14 octobre 2022 - 14h30 - 17h30

Séminaire Théories et Données linguistiques

Animé par Alexandru Mardale et Anaïd Donabédian

Résumés_des interventions du 14 oct 2022

13 mai 2022 - 14h30 - 17h30

Séminaire doctoral – Théories et données linguistiques

Animé par A. Donabédian et A. Mardale
14h30-17h30
Alice Ionescu (Université de Craiova) -> Résumé

Sjef Barbiers (Université de Leiden) -> Résumé

-> Séminaire doctoral – Théories et données linguistiques

11 mars 2022 - 14h30 - 17h30

Séminaire doctoral – Théories et données linguistiques

Yagmur Ozturk, Université de Franche-Comté – Mihaela Ilioaia, Université de Gand

Yagmur Ozturk, Université de Franche-Comté
Construire des ressources pour étudier la morphologie du turc

L’objet de ma recherche consiste en une étude morphosémantique comparée entre le turc, une langue agglutinante à forte productivité dérivationnelle, et le français. Or, en termes de ressources morphologiques nécessaires pour mener à bien cette recherche, le turc s’avère être une langue sous-dotée : il n’existe pas de ressources suffisamment riches et variées, pouvant être utilisées dans le cadre du Traitement Automatique des Langues. Le sujet de cette intervention portera ainsi sur la construction de ressources permettant une étude de la morphologie dérivationnelle du turc, plus précisément de la dérivation nominale. Il s’agit dans un premier temps, de construire un inventaire morphosémantique en turc pour en ressortir des schémas de construction de sens. Cet inventaire comportera des affixes de dérivation nominale (Göksel & Kerslake, 2005) auxquels des catégories sémantiques seront attribuées. Cela nécessite donc, en parallèle, une ressource ontologique de catégories sémantiques. Celle-ci se base principalement sur les recherches menées par Alexandra Bagasheva (2018) sur les concepts sémantiques à portée universelle et comparative dans l’affixation. Cette dimension sémantique permettra d’identifier l’apport sémantique de l’affixe dans la dérivation d’un nom et pourra être un facteur comparatif pour une recherche morphosémantique dans d’autres langues. Pour finir, cette étude nécessite également la construction d’un corpus de noms afin d’obtenir un jeu de données observable et réutilisable. Ce corpus est construit à partir d’une extraction du dictionnaire numérisé Türk Dil Kurumu sözlükleri (Les dictionnaires de l’Institut de la langue turque). L’objectif de la construction de ces ressources est de pouvoir les utiliser aussi bien dans le cadre de ma thèse que dans celui d’autres projets sur le turc, et ainsi promouvoir la science ouverte.

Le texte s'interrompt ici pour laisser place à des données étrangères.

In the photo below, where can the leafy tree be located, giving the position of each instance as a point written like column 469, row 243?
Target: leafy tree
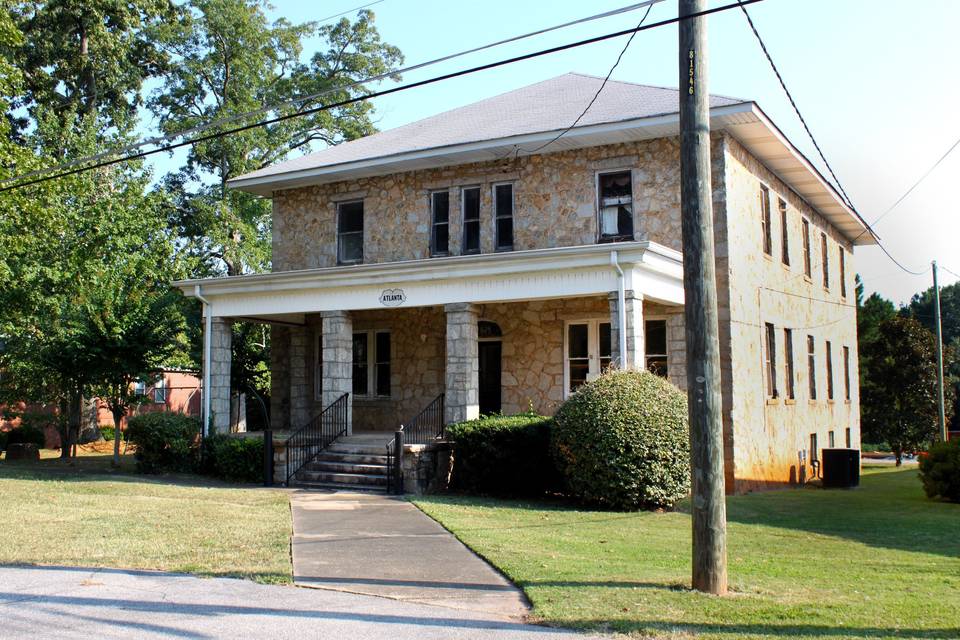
column 899, row 394
column 132, row 327
column 229, row 60
column 921, row 309
column 85, row 58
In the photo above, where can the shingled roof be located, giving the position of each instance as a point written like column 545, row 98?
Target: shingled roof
column 551, row 105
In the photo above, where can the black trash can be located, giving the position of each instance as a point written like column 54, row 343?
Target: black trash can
column 841, row 468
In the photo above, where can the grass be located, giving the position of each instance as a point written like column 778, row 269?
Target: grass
column 89, row 515
column 881, row 561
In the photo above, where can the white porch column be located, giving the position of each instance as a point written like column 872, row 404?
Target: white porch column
column 299, row 352
column 221, row 342
column 462, row 401
column 633, row 307
column 338, row 360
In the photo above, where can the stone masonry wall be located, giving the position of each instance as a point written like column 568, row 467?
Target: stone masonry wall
column 769, row 435
column 555, row 200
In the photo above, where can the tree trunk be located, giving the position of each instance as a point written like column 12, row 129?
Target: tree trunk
column 117, row 423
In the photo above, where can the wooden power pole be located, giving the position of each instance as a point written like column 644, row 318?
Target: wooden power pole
column 700, row 308
column 941, row 413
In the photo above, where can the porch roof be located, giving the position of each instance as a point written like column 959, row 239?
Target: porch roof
column 287, row 296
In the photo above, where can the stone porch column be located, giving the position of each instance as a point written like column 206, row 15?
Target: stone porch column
column 337, row 347
column 633, row 359
column 299, row 376
column 221, row 343
column 462, row 401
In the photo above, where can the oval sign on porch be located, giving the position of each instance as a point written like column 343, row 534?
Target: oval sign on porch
column 392, row 297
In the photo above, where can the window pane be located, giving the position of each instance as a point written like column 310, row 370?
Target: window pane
column 441, row 206
column 578, row 373
column 657, row 365
column 360, row 364
column 471, row 203
column 606, row 348
column 578, row 345
column 655, row 339
column 504, row 200
column 471, row 236
column 351, row 247
column 441, row 239
column 504, row 233
column 351, row 217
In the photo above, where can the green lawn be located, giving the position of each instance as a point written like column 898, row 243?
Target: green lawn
column 86, row 515
column 880, row 561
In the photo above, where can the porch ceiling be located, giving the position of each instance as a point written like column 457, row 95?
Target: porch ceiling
column 285, row 297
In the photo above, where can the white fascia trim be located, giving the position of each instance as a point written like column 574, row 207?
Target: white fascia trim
column 277, row 180
column 649, row 256
column 828, row 188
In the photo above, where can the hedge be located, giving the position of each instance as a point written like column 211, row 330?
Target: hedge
column 503, row 455
column 621, row 441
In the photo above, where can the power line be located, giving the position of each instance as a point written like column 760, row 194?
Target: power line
column 376, row 94
column 596, row 95
column 793, row 103
column 916, row 184
column 343, row 13
column 300, row 100
column 803, row 121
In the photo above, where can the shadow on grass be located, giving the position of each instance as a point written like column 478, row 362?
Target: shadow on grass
column 888, row 510
column 668, row 629
column 260, row 577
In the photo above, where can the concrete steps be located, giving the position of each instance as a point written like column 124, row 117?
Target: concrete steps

Mihaela Ilioaia, Université de Gand
La construction MIHI EST et d’autres structures expérientielles en roumain
La présente communication porte sur la construction MIHI EST en roumain, illustrée dans (1), dans laquelle le verbe fi ‘être’ se combine avec un expérimentateur datif et un nom d’état. Cette construction représente en roumain la manière la plus naturelle d’exprimer des états psychologiques ou physiologiques. Elle remonte au latin, mais elle a disparu de toutes les autres langues romanes, qui utilisent une structure HABEO pour exprimer ce type d’états. Dans le contexte des langues romanes, la construction MIHI EST est un phénomène unique et clairement sous-étudié en roumain.
(1) Mi-e foame / sete / frică
me.DAT=est faim / soif / peur
‘J’ai faim/ soif/ peur’
Avant de proposer une analyse approfondie de la construction MIHI EST, je vise à positionner cette construction dans le réseau plus large des constructions expérientielles roumaines. Plus particulièrement, je montre que ces structures peuvent être organisées en trois catégories, en roumain : (i) les constructions expérientielles avec un verbe psychologique, (ii) les constructions expérientielles avec un prédicat complexe, et (iii) d’autres constructions expérientielles. MIHI EST, la construction qui nous intéresse, est considérée comme faisant partie de la deuxième catégorie, à savoir une construction expérientielle à prédicat complexe. Au moyen d’une étude synchronique et diachronique sur corpus, j’examine (i) le statut des arguments centraux de la structure MIHI EST, c’est-à-dire l’expérienceur datif et le nom d’état nominatif, traditionnellement analysé comme le sujet, et (ii) l’évolution de la construction MIHI EST depuis les premiers textes en roumain datant du 16ème siècle jusqu’à aujourd’hui. Mon investigation révèle que, par rapport à une série de critères syntaxiques du sujet largement acceptés, l’expérienceur datif se comporte comme les sujets nominatifs, tandis que le nom d’état encodé dans le nominatif se comporte comme un prédicat. Quant à l’évolution de la structure MIHI EST, l’analyse des données révèle que la construction MIHI EST montre une certaine tendance à l’expansion, puisque dans le roumain actuel, elle peut contraindre des noms provenant d’autres champs sémantiques à l’interprétation psychologique ou physiologique de la construction.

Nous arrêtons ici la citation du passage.